Citadel Investment Group to Let Down its Gates

Sunday, November 8th, 2009

Citadel Logo

CEO Kenneth C. Griffin recently sent a letter to investors allowing them to redeem funds starting November 30, 2009.   Citadel did not allow investors to withdraw capital since 2008 due to the turmoil and illiquidity of the credit markets.  Other firms that raised gates last year included D.E. Shaw, Farallon Capital Management, and Magnetar Capital.  Two of Citadel’s bond funds, Wellington and Kensington, are up 57% this year after plunging more than 55% in 2008.  Griffin plans to improve the firm’s liquidity and free up assets on its balance sheet over the next year.

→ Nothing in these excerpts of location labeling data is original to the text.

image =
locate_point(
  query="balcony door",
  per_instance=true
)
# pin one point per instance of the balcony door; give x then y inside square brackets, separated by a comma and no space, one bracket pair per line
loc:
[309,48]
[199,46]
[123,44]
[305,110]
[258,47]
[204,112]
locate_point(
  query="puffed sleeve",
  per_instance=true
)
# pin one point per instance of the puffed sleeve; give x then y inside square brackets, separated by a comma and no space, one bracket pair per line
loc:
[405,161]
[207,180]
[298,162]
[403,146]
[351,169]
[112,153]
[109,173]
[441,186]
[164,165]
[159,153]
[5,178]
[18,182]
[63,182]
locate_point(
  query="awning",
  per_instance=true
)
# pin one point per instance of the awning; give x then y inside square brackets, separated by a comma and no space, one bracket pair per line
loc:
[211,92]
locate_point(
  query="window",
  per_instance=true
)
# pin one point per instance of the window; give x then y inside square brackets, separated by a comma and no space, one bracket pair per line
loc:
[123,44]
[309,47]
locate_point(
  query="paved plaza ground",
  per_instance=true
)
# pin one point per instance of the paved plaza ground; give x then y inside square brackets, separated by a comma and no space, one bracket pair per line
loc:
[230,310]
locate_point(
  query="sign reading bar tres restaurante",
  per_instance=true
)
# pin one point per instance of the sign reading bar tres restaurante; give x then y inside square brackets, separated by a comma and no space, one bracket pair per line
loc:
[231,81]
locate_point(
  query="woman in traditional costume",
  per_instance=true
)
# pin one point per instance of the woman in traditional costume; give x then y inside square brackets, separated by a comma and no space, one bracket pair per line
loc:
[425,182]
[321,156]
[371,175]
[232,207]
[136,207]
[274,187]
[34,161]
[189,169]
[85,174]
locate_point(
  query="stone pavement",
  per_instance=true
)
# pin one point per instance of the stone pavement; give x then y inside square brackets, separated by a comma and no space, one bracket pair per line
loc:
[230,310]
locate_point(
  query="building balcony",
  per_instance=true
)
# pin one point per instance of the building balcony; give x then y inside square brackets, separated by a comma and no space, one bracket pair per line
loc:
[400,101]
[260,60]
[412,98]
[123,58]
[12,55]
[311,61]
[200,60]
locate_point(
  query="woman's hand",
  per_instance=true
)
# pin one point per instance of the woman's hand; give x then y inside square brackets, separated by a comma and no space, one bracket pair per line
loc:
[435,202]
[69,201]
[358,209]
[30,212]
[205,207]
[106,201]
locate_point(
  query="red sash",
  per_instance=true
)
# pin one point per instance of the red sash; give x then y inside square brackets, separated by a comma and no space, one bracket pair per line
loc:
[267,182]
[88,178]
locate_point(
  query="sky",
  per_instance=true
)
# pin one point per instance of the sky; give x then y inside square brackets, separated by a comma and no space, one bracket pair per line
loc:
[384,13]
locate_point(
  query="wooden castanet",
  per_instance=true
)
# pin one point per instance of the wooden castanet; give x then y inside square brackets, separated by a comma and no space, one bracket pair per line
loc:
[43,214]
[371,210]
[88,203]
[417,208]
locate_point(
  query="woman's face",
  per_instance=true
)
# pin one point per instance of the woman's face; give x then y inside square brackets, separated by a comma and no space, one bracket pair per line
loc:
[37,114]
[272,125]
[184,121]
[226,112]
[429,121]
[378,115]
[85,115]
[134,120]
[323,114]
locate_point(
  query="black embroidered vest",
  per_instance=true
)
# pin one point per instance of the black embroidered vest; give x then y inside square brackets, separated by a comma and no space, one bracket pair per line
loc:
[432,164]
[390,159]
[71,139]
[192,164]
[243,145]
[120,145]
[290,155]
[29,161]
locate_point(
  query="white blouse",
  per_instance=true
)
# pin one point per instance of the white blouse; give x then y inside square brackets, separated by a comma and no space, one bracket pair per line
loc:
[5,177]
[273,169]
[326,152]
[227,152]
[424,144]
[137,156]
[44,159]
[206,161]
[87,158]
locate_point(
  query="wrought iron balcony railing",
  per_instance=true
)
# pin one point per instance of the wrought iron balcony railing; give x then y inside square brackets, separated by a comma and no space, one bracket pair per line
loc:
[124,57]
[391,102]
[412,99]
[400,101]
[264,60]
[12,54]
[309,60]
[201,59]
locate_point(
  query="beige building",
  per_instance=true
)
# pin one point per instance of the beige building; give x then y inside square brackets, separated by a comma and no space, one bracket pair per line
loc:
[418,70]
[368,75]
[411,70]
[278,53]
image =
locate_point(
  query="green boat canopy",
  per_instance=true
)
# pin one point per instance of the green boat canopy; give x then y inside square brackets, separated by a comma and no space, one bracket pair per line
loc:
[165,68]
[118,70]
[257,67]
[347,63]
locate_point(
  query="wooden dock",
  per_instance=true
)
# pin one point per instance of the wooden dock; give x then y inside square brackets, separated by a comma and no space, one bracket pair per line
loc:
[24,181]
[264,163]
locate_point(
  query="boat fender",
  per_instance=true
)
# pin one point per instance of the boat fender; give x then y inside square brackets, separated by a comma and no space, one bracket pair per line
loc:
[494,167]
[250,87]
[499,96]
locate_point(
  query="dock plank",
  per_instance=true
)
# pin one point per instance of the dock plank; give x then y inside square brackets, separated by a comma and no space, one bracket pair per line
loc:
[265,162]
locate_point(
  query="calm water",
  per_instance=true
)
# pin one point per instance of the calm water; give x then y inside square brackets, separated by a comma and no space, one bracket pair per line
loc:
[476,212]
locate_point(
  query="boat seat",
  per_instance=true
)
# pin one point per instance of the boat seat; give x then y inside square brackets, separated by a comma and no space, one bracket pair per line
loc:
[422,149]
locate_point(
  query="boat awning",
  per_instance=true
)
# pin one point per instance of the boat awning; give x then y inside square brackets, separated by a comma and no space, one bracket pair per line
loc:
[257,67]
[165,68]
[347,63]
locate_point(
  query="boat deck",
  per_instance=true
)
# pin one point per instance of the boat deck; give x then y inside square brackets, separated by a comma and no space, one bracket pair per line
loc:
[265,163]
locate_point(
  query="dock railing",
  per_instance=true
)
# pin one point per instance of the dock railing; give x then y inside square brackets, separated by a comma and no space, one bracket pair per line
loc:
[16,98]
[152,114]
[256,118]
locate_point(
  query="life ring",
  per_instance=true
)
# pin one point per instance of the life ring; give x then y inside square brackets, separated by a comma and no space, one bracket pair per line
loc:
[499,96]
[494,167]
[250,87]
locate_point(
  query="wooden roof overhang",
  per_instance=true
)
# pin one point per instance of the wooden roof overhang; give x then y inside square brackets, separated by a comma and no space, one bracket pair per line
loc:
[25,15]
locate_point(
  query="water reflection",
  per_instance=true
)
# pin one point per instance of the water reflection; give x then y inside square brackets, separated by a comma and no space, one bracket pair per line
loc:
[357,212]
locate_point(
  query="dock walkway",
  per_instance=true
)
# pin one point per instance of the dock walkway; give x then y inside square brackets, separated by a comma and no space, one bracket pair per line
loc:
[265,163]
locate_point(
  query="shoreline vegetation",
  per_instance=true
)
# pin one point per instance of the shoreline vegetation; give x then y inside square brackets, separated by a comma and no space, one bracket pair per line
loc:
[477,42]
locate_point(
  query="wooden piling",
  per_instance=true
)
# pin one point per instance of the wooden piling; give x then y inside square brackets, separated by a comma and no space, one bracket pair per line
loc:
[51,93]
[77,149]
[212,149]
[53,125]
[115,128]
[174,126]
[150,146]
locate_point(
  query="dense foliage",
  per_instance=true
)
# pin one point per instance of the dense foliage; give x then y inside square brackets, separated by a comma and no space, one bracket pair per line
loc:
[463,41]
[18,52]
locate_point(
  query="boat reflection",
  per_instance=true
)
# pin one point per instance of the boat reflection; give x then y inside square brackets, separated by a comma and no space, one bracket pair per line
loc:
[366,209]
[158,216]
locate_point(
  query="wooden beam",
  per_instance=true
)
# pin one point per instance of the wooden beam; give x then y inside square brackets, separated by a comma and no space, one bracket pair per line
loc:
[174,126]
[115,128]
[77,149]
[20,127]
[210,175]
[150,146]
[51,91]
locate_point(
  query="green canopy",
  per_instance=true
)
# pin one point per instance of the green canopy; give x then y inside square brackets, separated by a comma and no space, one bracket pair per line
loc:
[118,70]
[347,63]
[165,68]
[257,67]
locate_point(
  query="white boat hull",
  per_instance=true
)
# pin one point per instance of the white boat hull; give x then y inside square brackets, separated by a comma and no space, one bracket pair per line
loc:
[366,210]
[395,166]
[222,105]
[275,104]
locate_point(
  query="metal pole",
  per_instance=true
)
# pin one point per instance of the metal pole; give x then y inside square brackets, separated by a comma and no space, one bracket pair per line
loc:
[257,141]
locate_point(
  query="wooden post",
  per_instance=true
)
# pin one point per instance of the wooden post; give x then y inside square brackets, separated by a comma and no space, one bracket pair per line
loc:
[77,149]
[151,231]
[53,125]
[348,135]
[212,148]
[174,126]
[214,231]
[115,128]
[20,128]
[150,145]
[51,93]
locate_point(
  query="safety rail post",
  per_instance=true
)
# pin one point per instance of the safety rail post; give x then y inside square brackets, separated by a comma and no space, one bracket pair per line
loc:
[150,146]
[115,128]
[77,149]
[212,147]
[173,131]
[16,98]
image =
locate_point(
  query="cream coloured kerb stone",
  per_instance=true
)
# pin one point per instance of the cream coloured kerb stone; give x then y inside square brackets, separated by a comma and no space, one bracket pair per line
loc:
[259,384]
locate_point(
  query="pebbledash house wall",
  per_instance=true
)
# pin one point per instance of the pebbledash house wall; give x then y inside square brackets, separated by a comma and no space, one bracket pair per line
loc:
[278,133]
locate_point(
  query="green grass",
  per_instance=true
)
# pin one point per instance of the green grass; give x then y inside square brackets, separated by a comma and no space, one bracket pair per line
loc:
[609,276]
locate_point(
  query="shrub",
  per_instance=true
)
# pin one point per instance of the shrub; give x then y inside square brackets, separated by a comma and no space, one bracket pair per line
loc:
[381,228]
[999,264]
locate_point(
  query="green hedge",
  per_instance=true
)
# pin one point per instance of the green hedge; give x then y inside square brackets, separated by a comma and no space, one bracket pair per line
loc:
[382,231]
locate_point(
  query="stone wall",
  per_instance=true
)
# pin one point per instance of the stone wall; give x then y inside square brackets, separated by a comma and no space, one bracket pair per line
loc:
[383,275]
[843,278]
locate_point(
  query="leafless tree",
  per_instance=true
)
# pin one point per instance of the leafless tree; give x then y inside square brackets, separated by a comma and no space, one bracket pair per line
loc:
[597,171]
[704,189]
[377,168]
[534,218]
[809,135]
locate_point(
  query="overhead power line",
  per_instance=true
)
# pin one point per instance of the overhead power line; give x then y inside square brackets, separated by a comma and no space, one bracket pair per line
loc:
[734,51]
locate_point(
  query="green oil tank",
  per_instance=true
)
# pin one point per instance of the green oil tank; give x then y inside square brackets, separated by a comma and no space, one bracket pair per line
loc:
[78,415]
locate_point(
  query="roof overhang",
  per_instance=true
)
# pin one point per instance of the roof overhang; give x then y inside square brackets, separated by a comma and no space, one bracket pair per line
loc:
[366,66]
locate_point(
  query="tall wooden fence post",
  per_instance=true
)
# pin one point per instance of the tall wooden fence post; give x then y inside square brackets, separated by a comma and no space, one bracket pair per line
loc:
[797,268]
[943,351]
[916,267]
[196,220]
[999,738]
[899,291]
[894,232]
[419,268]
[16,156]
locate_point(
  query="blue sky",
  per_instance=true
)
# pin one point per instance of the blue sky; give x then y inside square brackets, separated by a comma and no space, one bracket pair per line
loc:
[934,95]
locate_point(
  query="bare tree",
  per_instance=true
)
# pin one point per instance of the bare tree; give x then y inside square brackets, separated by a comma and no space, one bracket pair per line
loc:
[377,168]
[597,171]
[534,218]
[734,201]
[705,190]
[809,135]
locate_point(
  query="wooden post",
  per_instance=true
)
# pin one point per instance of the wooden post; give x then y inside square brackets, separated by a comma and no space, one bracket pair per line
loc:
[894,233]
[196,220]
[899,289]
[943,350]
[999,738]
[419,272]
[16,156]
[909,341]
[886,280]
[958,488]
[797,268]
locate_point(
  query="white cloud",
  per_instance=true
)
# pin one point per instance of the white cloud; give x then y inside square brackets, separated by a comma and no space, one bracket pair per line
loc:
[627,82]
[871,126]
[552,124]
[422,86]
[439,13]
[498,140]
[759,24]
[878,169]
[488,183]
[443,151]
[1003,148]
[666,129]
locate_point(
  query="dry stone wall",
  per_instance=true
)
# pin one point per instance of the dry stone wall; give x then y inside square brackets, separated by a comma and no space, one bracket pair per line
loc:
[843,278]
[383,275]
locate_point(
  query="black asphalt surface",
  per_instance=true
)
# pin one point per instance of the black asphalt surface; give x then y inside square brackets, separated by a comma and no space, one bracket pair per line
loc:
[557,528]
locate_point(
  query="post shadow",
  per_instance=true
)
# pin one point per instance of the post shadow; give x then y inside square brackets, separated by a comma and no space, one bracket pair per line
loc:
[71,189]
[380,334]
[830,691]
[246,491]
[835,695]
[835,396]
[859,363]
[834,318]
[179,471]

Citadel Investment Group is a fund based in Chicago that allocates capital across various asset classes.  It is the eleventh largest hedge fund manager globally and has $14 billion in AUM.  The firm employs equity option strategies, distressed debt strategies, provides investment banking services, and operates a fund of funds business.  Other asset classes Citadel trades include global equities, convertibles, energy products, currencies, rates, and mortgages.  Citadel’s equity trading activities contribute to nearly 3% of daily trading activity in NY, Chicago, and Hong Kong.  Citadel Securities routes more than 30% of the average U.S. listed equity options trading volume as well.